I think this is a variation of the EAV problem. When posed as a EAV design, the single table structure generally gets voted as a bad idea. When posed in this manner, the single table strucutre generally gets voted as a good idea. Interesting...
I think the most interesting answer is having two different structures - one for crud and one for reporting. I think I'll try concatenated/flattened view for reporting and multiple tables for crud and see how that works.
Definitely the former example. Do you want to be adding tables to your database whenever you add a new model to your product range?
On data with a lot of writes, (e.g. an OLTP application), it is better to have more, narrower tables (e.g. tables with fewer fields). There will be less lock contention because you're only writing small amounts of data into different tables.
So, based on the criteria you have described, the table structure I would have is:
Vehicle
VehicleType
Other common fields
CadillacVehicle
Fields specific to a Caddy
SaturnVehicle
Fields specific to a Saturn
For reporting, I'd have an entirely different database on an entirely different server that does not have the normalized structure (e.g. just has CadillacVehicle and SaturnVehicle tables with all of the fields from the Vehicle table duplicated into them).
With proper indexes, even the OLTP database could be performant in your SELECT's, regardless of the fact that there are tens of millions of rows. However, since you mentioned that there are processor-intensive reports, that's why I would have a completely separate reporting database.
One last comment. About the business rules... the data store cares not about the business rules. If the business rules are different between models, that really shouldn't factor into your design decisions about the database schema (other than to help dictate which fields are nullable and their data types).
Use the former.
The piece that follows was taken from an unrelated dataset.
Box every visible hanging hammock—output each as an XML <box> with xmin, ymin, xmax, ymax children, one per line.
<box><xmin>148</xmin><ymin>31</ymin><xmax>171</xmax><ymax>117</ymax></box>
Setting up separate tables for the specialisations will complicate your code and doesn't bring any advantages that can't be achieved in other ways. It will also massively simplify your reports.
If the tables really do have the same columns, then the former is the best way to do it. Even if they had different columns, you'd probably still want to have the common columns be in their own table, and store a type designator.
You could try having two separate databases.
One is an OLTP (OnLine Transaction Processing) system which should be highly normalized so that the data model is highly correct. Report performance must not be an issue, and you would deal with non-reporting query performance with indexes/denormalization etc. on a case-by-case basis. The data model should try to match up very closely with the conceptual model.
The other is a Reports system which should pull data from the OLTP system periodically, and massage and rearrange that data in a way that makes report-generation easier and more performant. The data model should not try to match up too closely with the conceptual model. You should be able to regenerate all the data in the reporting database at any time from the data currently in the main database.
I would say the first way looks better.
Are there reasons you would want to do it the second way?
The first way follows normalization better and is closer to how most relational database schema are developed.
The second way seems to be harder to maintain.
Unless there is a really good reason for doing it the second way I would go with the first method.
Given the description that you have given us, the answer is either.
In other words you haven't given us enough information to give a decent answer. Please describe what kind of queries you expect to perform on the data.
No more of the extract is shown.